Sayur & buah impor akan menggempur Indonesia



JAKARTA. Kabar buruk bagi petani dan peternak di Indonesia. Organisasi Perdagangan Dunia atau World Trade Organization (WTO) mengabulkan gugatan Amerika Serikat (AS) dan Selandia Baru terhadap Indonesia. WTO menitahkan, Indonesia harus mencabut hambatan impor hortikultura seperti buah-buahan, sayuran serta daging dan unggas. Alhasil, Indonesia akan kebanjiran produk hortikultura dan unggas impor.

Menurut WTO, setidaknya ada 18 aturan yang dinilai menghambat impor produk hortikultura, hewan dan produk hewan. Beberapa produk yang dibatasi antara lain apel, kentang, anggur, bawang, bunga, jus, buah kering, sapi, ayam dan daging sapi. Aturan yang diterapkan Indonesia itu dianggap bertentangan dengan persetujuan umum tentang tarif dan perdagangan atau General Agreement on Tarriffs and Trade (GATT) tahun 1994 sebagai aturan pendahulunya.

Menteri Perdagangan Enggartiasto Lukita menandaskan, pemerintah akan mengajukan banding keputusan WTO. Indonesia memiliki waktu 60 hari pasca keputusan WTO untuk mengajukan banding. "Kami akan menyusun materi banding," katanya, Jumat (23/12).


Salah satu aturan yang diprotes AS dan Selandia Baru adalah Peraturan Menteri Perdagangan (Permendag) No 60/M-DAG/PER/9/2012 tentang Ketentuan Impor Produk Hortikultura. Aturan ini menetapkan sejumlah syarat sebagai importir buah dan sayuran. Syaratnya adalah importir itu telah mengantongi izin sebagai importir produsen hortikultura maupun importir terdaftar produk hortikultura.

Proses impor juga hanya bisa dilakukan setelah ada persetujuan impor dari Kementerian Perdagangan. Produk yang diimpor juga harus melalui verifikasi oleh surveyor dan mencantumkannya sebagai dokumen pelengkap kepabeanan saat impor. Nah, panel WTO menitahkan Indonesia mencabut berbagai beleid itu.

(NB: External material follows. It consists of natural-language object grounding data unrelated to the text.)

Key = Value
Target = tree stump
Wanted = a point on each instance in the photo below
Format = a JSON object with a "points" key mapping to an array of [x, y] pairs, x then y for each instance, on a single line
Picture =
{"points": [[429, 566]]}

Menurut Enggar, pemerintah Indonesia sudah memperbaiki regulasi impor dan masuk dalam paket deregulasi tahun 2015. Alhasil, menurut dia, gugatan Amerika dan Selandia Baru tidak berdasar.

Berefek besar

Sebagai gambaran, berdasarkan data Kementerian Perdagangan, total nilai perdagangan Indonesia dan AS pada periode Januari-Oktober 2016 mencapai US$ 19,26 miliar. Sedangkan total perdagangan Indonesia dan Selandia Baru selama periode Januari-Oktober 2016 tercatat senilai US$ 832,4 juta.

Yang jelas, Indonesia harus bekerja keras agar bisa memenangkan banding di WTO. Bila tidak, efek keputusan ini sangat besar dan krusial bagi petani dan peternak di Tanah Air.

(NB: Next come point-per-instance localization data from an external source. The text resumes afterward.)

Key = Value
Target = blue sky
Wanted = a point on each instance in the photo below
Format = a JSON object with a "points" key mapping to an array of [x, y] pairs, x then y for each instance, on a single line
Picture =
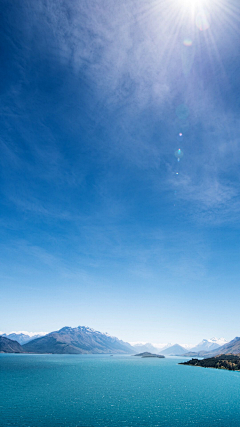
{"points": [[101, 225]]}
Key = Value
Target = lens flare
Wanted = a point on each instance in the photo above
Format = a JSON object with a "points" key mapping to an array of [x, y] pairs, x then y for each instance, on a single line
{"points": [[187, 42], [178, 154], [202, 21]]}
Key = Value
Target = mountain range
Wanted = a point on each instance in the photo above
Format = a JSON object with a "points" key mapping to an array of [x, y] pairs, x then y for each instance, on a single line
{"points": [[80, 340], [10, 346], [84, 340], [23, 337]]}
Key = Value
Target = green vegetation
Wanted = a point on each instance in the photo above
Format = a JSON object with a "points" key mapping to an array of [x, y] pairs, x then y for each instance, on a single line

Ketua Dewan Hortikultura Nasional (DHN) Benny Kusbini menyatakan, kekalahan Indonesia di WTO berpotensi meningkatkan impor hortikultura. Dus, dia menyarankan, pemerintah harus bekerja keras dan melibatkan seluruh pemangku kepentingan agar argumen yang digunakan diterima saat mengajukan banding di WTO.

Benny menandaskan, proteksi terhadap produk lokal jelas perlu. "Kita tidak ingin buah-buahan asli Indonesia hilang digantikan buah impor," kata Benny.

Direktur Eksekutif Asosiasi Pengusaha Importir Daging Indonesia (Aspidi) Thomas Sembiring menilai keputusan WTO cenderung tidak sesuai dengan perubahan dan situasi terkini di Tanah Air. "Saat ini sudah banyak perubahan dalam proses impor, tidak ada batasan lagi," tandas Thomas.